Inflation is the increase in the prices of goods and services over time. The level of inflation is determined by the broader impact of higher prices and is measured through a few different indexes, with the most common being the Consumer Price Index (CPI). CPI looks at the average cost of living, including goods and services such as transportation, food, and medical care. It helps to identify periods of inflation and how it influences the affordability of the cost of living.
Ultimately, a rise in inflation means a decrease in purchasing power, as the dollar doesn’t go as far as it did before. Deflation, on the other hand, comes with an increase in purchasing power as prices of goods and services drop. Therefore, home prices and the cost of rent fluctuate with the level of inflation, influencing the housing market.
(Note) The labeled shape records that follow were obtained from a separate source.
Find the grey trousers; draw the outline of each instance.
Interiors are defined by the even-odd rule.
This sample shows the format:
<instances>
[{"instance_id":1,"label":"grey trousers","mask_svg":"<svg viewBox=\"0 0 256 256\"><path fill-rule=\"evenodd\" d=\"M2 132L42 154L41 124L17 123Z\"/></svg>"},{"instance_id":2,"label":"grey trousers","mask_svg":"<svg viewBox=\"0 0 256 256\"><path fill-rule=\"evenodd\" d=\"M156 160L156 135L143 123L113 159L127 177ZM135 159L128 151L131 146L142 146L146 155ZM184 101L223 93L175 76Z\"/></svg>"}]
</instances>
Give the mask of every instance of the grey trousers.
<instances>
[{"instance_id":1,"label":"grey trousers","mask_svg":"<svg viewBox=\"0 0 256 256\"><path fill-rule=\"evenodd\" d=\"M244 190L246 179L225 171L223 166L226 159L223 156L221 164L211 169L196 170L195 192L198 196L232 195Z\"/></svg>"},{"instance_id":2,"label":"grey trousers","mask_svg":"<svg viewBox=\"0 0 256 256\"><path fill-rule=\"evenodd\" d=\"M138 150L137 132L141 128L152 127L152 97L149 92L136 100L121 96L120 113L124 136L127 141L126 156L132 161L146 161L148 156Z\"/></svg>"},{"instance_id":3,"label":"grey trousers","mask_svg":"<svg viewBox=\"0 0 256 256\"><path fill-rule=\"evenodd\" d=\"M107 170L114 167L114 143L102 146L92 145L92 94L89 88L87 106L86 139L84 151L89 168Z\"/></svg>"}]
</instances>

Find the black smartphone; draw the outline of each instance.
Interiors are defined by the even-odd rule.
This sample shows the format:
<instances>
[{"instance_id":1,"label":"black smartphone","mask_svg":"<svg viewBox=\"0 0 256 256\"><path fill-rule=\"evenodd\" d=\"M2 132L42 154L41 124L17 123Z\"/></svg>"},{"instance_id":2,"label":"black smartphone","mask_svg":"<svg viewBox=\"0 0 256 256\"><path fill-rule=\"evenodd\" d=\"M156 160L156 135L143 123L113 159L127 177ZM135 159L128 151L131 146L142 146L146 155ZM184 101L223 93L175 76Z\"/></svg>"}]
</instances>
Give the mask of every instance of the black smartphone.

The law of supply and demand examines the relationship between buyers and sellers, specifically the price of a good and the willingness of a buyer to pay that price. Inflation has a direct impact on supply and demand. Historically, the demand for houses may be lower during higher periods of inflation because of higher mortgage rates, something that can cause houses to sit unsold for longer and their prices to sometimes drop. While that might not seem like great news for homeowners, it’s worth noting that the overall value of houses steadily increases over time, meaning that houses still likely sell for more than what homeowners initially paid for them. And if time isn’t of the essence and homeowners can wait longer to sell, then the market would eventually balance out.
On the other hand, this can be good news for homebuyers since there’s less competition for homes as more people may wait for mortgage rates to drop again. Since inflation can be somewhat unpredictable, it’s not always easy to determine when exactly rates will rise or fall. Ultimately, homeownership is still a highly valuable investment for a variety of reasons.
As mentioned earlier, inflation causes the cost of all goods to rise, thereby impacting the general affordability of the cost of living. Gas prices rise, groceries cost more, the cost of materials are higher, and housing costs increase. It’s not necessarily a one-to-one relationship, but inflation has broad reach. Higher mortgage rates might deter people from their pursuit of homeownership, leading more people to look into rental options. H
owever, rent is always fluctuating. The price you pay for a rental will continually be susceptible to the current economic market, so you’ll rarely have a long-term fixed monthly payment. As of June 2022, the national median rent price was $1,876 a month, a 14.1 percent increase from the previous year. On the other hand, when you buy a home with a fixed-mortgage rate, you’ll have one steady payment that will not change even as inflation increases or decreases. The house would also appreciate over time, meaning the value of the property will increase. Any initial down payment ends up being worth more since that number was determined by the cost of the house and the mortgage rate when purchased. Homeownership is an investment, but it’s well worth it. And in the long term, mortgage rates as of August 2022 are still lower than the historical average of 8 percent.
The good news for both buyers and sellers is that inflation doesn’t last forever. It eventually must end, otherwise money would continue to be devalued which would have a greater negative impact both nationally and on individuals. So for the benefit of everyone, you can trust that inflation will decrease over time.